Ken Clarke described the plight of these post-LASPO IPPs as,

“a stain on the justice system”.

Michael Gove, in his 2016 Longford lecture, said:

“In terms of pure justice and fairness”,

we should be releasing IPPs,

“who have served far longer than the gravity of the offence requires”.

He pointed out that many have served beyond the maximum terms stipulated for the offence, except for the IPP scheme. Even the noble Lord, Lord Blunkett, regretted introducing the scheme. The United Kingdom has more indeterminate sentence prisoners than the other 46 Council of Europe countries combined. When the IPP scheme was first brought in, it nearly doubled the number of indeterminate sentence prisoners here.

Indeterminate sentence prisoners face real problems, particularly those with short tariffs. These sentences induce a sort of Kafkaesque sense of despair, hopelessness and uncertainty, not just for prisoners but for their families. Think of being the mother or wife of a prisoner serving such a sentence. Hardly surprisingly, the number of IPPs who self-harm and, in a significant number of cases, commit suicide is significantly higher than among any other group of prisoners. More than half of IPPs self-harm. It is really dreadful. It is a form of preventive detention, a sort of internment.

Of course, the infamous case of Warboys seriously set back the overall cause of these IPPs—but he had an eight-year tariff and was ordered to be released, initially, within two years of that. I am concerned with the other end of the IPP spectrum: those, often with comparatively short tariffs, who are still there for lengths of time, eight years or more, beyond what punishment required.

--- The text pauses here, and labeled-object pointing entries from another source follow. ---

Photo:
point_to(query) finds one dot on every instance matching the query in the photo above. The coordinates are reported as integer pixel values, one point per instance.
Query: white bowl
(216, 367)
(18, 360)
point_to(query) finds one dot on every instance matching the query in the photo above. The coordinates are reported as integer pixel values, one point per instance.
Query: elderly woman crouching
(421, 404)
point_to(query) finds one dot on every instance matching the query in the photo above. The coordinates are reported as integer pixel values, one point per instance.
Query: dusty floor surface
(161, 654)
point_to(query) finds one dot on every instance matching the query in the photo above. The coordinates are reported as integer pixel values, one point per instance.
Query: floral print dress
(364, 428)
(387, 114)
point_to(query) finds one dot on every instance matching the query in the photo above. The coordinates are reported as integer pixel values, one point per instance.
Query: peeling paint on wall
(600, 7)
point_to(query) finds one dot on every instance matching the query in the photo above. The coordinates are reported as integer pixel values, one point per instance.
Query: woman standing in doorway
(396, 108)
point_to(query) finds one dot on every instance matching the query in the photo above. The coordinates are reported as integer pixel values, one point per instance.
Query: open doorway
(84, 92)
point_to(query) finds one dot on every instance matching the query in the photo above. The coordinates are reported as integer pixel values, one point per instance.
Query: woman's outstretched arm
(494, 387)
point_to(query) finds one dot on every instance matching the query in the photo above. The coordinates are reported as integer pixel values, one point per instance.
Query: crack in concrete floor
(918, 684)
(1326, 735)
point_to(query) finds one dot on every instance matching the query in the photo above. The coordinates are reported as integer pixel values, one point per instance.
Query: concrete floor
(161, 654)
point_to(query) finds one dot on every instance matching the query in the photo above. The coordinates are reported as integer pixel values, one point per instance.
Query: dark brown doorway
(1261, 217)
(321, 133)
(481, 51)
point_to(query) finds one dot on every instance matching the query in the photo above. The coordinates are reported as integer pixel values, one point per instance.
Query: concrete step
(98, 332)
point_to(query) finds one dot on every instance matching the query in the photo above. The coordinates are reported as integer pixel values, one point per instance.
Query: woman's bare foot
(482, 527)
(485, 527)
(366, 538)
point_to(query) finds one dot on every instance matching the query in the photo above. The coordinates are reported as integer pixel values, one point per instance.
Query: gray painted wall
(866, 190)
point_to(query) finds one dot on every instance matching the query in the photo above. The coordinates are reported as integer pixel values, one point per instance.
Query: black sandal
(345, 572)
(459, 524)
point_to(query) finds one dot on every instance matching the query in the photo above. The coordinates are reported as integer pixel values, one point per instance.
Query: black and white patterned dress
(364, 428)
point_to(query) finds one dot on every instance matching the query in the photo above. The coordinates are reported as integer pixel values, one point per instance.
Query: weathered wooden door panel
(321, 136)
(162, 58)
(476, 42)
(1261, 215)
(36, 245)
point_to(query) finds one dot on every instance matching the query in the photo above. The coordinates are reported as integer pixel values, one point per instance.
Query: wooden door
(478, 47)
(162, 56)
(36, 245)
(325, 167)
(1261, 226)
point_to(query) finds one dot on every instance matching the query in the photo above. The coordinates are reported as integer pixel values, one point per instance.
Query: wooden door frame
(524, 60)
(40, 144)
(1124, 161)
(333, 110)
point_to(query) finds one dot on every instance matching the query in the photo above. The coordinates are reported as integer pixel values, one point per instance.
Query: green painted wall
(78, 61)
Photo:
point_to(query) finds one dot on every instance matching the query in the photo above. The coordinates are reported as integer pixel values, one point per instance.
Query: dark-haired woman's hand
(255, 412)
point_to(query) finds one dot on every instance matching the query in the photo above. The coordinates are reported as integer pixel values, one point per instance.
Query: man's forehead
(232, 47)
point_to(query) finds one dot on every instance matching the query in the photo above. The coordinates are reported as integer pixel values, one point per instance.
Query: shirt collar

LASPO provided, in terms, for a ministerial power, if necessary, to change the test to be applied by the Parole Board in authorising a prisoner’s release. At the moment they have to prove to the Parole Board that they can safely be released—a very difficult test to satisfy. Surely, I suggest, it is time for that burden to be reversed and for those seeking to justify continuing detention to prove, on the basis of probability, that, if released, a prisoner would go on to commit serious offences.

I have made these points time and again over recent years; there is nothing original in what I have just said. But what would be original would be for the Government, at long last, not only to recognise the manifest injustice of the plight of this group of prisoners but to summon up the political will to do something about it. I urge the Justice Secretary finally to reverse the test, to end the recall system which brings these people back all too easily, time and again, and to convert any remaining sentences to fixed terms. Do whatever is necessary: remedies are plainly available. In the idiom of today, just get it done.